Spinning for the 'Revived' Lisa Murkowski Candidacy on the Front Page
The Times has a knee-jerk habit of bucking up anti-conservative candidates, and William Yardley provided encouragement to Sen. Lisa Murkowski, the Alaska senator who was defeated in the Republican primary by a candidate backed by the Tea Party, and is now running a quixotic write-in campaign to retain her seat. "Dark Horse Emerges in Alaska: The Incumbent."
It's an awfully thin argument, especially for a front-page story. If there is compelling evidence that Murkowski can overcome history and win, it's well buried. Yardley conceded Murkowski has an uphill fight against Tea Party-backed Joe Miller and the Democrat Scott McAdams.
The night Lisa Murkowski announced she would mount a write-in campaign to retain her Senate seat, she acknowledged to a crowd of supporters that her odds were slim. Then she prompted a defiant roar: invoking Native Alaskan culture, she told the crowd that the ancient Aleut language contained no word for "impossible."

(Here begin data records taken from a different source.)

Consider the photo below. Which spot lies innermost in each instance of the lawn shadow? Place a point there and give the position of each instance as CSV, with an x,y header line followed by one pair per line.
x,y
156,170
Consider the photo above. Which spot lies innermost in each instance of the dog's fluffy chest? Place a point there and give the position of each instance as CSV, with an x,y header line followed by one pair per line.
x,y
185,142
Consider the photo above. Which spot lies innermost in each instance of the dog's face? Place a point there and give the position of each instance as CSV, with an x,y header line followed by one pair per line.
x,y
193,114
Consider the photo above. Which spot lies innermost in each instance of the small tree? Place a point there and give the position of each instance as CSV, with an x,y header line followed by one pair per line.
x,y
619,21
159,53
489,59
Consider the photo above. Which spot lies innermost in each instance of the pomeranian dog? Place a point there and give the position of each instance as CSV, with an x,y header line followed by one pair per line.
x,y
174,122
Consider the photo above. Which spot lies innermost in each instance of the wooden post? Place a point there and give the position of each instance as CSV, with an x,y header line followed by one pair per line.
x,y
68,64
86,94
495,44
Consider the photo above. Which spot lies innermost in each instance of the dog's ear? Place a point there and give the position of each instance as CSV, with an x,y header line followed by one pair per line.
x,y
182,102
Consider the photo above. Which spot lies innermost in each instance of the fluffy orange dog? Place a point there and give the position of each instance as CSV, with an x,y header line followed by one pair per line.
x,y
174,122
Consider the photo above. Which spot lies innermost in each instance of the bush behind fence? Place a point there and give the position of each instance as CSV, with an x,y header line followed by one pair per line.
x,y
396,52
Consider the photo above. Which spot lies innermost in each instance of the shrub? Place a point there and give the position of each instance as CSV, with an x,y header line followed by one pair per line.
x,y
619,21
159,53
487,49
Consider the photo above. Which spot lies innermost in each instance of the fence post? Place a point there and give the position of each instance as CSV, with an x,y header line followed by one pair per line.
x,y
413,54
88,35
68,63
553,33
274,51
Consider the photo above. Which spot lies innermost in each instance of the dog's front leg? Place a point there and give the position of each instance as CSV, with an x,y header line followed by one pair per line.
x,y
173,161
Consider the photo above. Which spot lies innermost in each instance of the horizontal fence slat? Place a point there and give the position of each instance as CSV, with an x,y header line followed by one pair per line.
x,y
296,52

It was a deft play to the state's strong sense of identity and a direct appeal to native communities, whose support could prove crucial. It was also inaccurate. The word in Aleut is haangina-lix.
"It's very clear that you can say 'impossible,' " said Gary Holton, the director of the Alaska Native Language Archive. "Clearly, she wasn't checking her facts."
The facts line up starkly against Ms. Murkowski: The only person ever elected to the United States Senate as a write-in candidate was Strom Thurmond of South Carolina, in 1954. No one in Alaska has ever been elected statewide as a write-in. Joe Miller, the Tea Party star who narrowly defeated Ms. Murkowski in the Republican primary, now has the support of the Washington Republican establishment and is raising money quickly.
Yet despite all that, Yardley spun Murkowski as a rising insurgent herself:
So why do plenty of people here, from analysts to many rank-and-file Republicans, think that Ms. Murkowski, 53, who first came to office through the easiest route imaginable (her father, then the governor, appointed her in 2002), could well pull off the impossible?
Because in a matter of weeks, she has morphed from establishment incumbent to renegade underdog. For many, it might seem crushing to go from sitting senator to plaintive write-in, but Ms. Murkowski is using it to her advantage, painting herself as the maverick in this race.
Asked how he would run against the revived Murkowski campaign, [Miller] said, "Same message, work harder." He noted that the senator had suggested that she would run aggressive ads against Mr. Miller, after barely engaging with him in the primary election.
The Times provided no evidence the Murkowski campaign has "revived" in any way other than she is still running. A Rasmussen poll last week showed Miller with a 15-point lead in a three-way race between he, Murkowski, and Democrat McAdams.